问题描述
如何从文本中提取人名?
How can I extract person names from the text?
为此,我已经应用了一些NLP工具包,特别是我使用了Stanford NER工具包从文本中提取名称.这样,我可以从文本中提取人名,但是当我希望程序提取诸如程序员",讲师"或工程师"之类的单词时,库将无法提取这些人的名字.有什么方法可以从文本中提取这些内容?
I have applied some NLP toolkit for this, specifically I used the Stanford NER toolkit to extract names from text. With that, I can extract person names from the text, but when I want the program to extract words like 'programmer', 'lecturer' or 'engineer', the libraries couldn't extract those. Is there any way to extract these from the text?
推荐答案
由于程序员,讲师和工程师"不是命名实体,因此您可能必须维护这些单词的列表.我认为您可以从Wordnet中的单词派生关系中获取它们,例如唱歌"(动词)和歌手"或演讲"(动词)和讲师"(名词).
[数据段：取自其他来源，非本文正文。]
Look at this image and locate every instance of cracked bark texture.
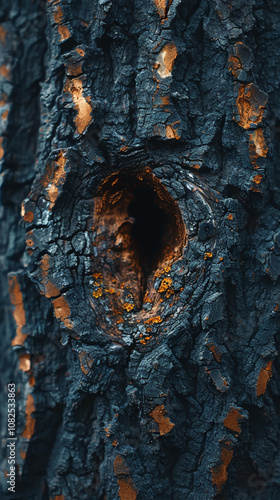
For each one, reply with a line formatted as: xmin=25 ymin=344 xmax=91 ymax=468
xmin=0 ymin=0 xmax=280 ymax=500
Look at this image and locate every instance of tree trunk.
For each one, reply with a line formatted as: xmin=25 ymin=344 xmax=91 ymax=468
xmin=0 ymin=0 xmax=280 ymax=500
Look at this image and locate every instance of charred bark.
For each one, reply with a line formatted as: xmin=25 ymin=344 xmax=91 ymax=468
xmin=0 ymin=0 xmax=280 ymax=500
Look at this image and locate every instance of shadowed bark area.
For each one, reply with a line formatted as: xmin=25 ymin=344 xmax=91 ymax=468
xmin=0 ymin=0 xmax=280 ymax=500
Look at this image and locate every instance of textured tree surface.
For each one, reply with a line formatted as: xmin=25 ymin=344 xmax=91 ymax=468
xmin=0 ymin=0 xmax=280 ymax=500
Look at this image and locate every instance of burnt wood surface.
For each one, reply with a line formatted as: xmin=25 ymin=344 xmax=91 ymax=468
xmin=0 ymin=0 xmax=280 ymax=500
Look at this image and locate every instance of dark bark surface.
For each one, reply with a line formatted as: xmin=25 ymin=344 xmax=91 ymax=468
xmin=0 ymin=0 xmax=280 ymax=500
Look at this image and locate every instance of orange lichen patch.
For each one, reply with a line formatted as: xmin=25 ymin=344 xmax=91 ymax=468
xmin=52 ymin=295 xmax=73 ymax=328
xmin=257 ymin=361 xmax=273 ymax=396
xmin=0 ymin=92 xmax=8 ymax=106
xmin=9 ymin=276 xmax=27 ymax=346
xmin=57 ymin=24 xmax=71 ymax=42
xmin=160 ymin=96 xmax=170 ymax=106
xmin=79 ymin=351 xmax=93 ymax=375
xmin=224 ymin=407 xmax=244 ymax=434
xmin=75 ymin=47 xmax=85 ymax=57
xmin=149 ymin=405 xmax=175 ymax=436
xmin=145 ymin=316 xmax=162 ymax=325
xmin=22 ymin=394 xmax=36 ymax=439
xmin=18 ymin=354 xmax=31 ymax=372
xmin=154 ymin=0 xmax=173 ymax=19
xmin=211 ymin=442 xmax=233 ymax=493
xmin=122 ymin=302 xmax=135 ymax=312
xmin=253 ymin=174 xmax=262 ymax=184
xmin=40 ymin=254 xmax=60 ymax=298
xmin=53 ymin=6 xmax=63 ymax=24
xmin=1 ymin=109 xmax=9 ymax=120
xmin=155 ymin=42 xmax=177 ymax=78
xmin=92 ymin=273 xmax=103 ymax=280
xmin=0 ymin=64 xmax=10 ymax=80
xmin=143 ymin=290 xmax=152 ymax=304
xmin=249 ymin=128 xmax=268 ymax=159
xmin=233 ymin=83 xmax=268 ymax=129
xmin=0 ymin=26 xmax=7 ymax=43
xmin=207 ymin=344 xmax=221 ymax=362
xmin=114 ymin=455 xmax=138 ymax=500
xmin=67 ymin=63 xmax=82 ymax=76
xmin=158 ymin=278 xmax=172 ymax=293
xmin=64 ymin=78 xmax=92 ymax=134
xmin=165 ymin=122 xmax=181 ymax=140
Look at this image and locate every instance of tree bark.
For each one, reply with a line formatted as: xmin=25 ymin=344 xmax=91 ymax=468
xmin=0 ymin=0 xmax=280 ymax=500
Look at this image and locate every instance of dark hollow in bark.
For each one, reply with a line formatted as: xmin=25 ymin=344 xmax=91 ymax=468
xmin=0 ymin=0 xmax=280 ymax=500
xmin=93 ymin=169 xmax=186 ymax=310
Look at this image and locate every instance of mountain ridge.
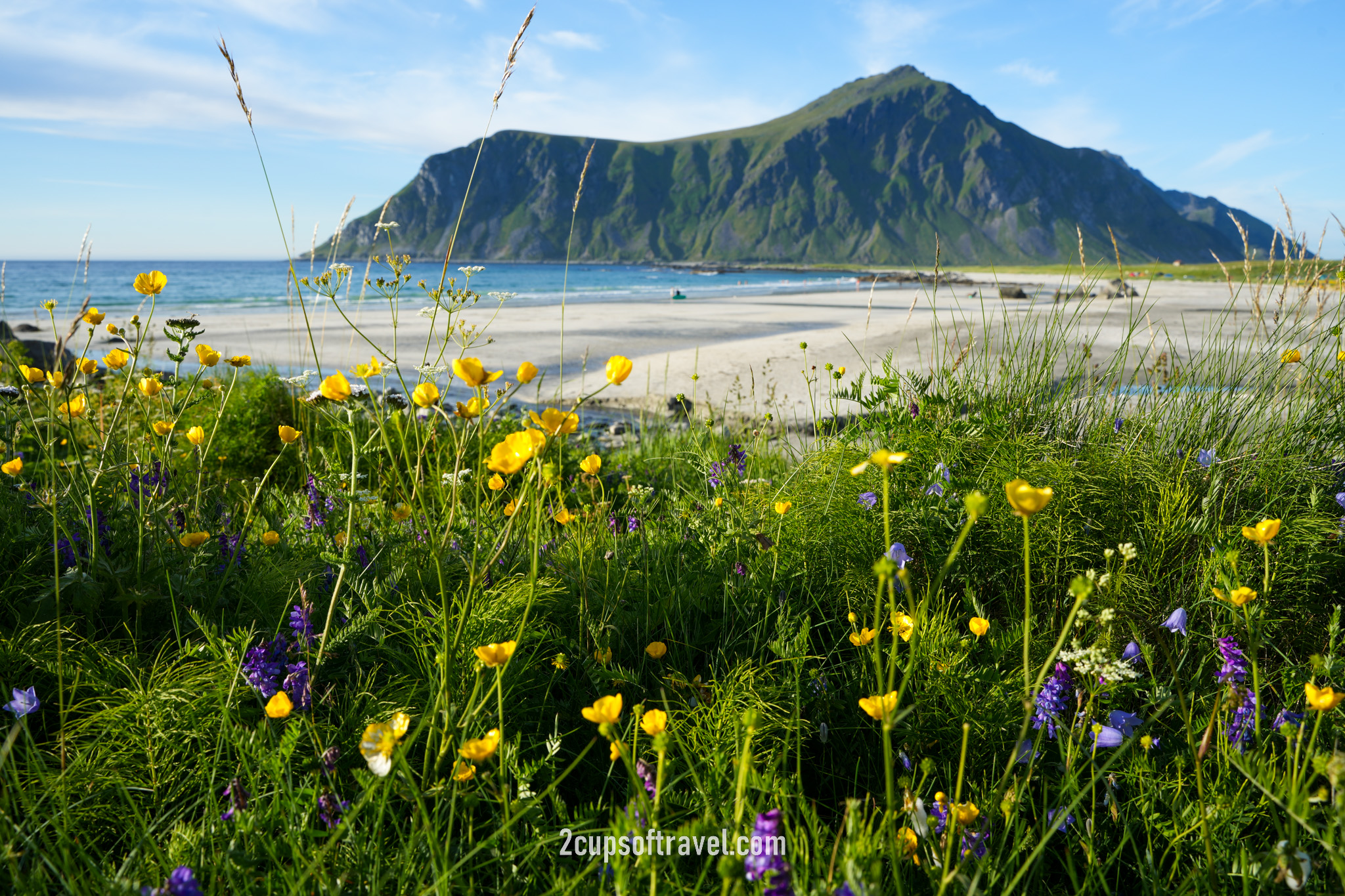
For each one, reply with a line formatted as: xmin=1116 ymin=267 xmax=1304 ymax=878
xmin=319 ymin=66 xmax=1273 ymax=266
Since "Programmer, lecturer, and engineer" are not named-entities, you may have to maintain a list of those words. I think you can obtain them from word derivation relationships in Wordnet, like "sing" (verb) and "singer" or "lecture" (verb) and "lecturer" (noun).
SuperSense标记器也可以用作NER,我认为它可以标记那些您所需要的单词是"noun.person". ArkRef (Java)是一种使用它的辅助工具(通过supersense的Java端口) tagger,捆绑销售),并且那里有一个在线演示,因此您可以检查目标词是否被标记在方括号中.
A SuperSense tagger may also be used as NER, I think it can tag those words you mentioned as "noun.person" which is what you need. ArkRef (Java) is a coreference tool that uses it (through a Java port of supersense tagger, bundled), and there's an online demo there, so you can check if your target words are tagged in square brackets.
这篇关于如何区分一个人的名字和其他来自动词的名字的文章就介绍到这了,希望我们推荐的答案对大家有所帮助,也希望大家多多支持!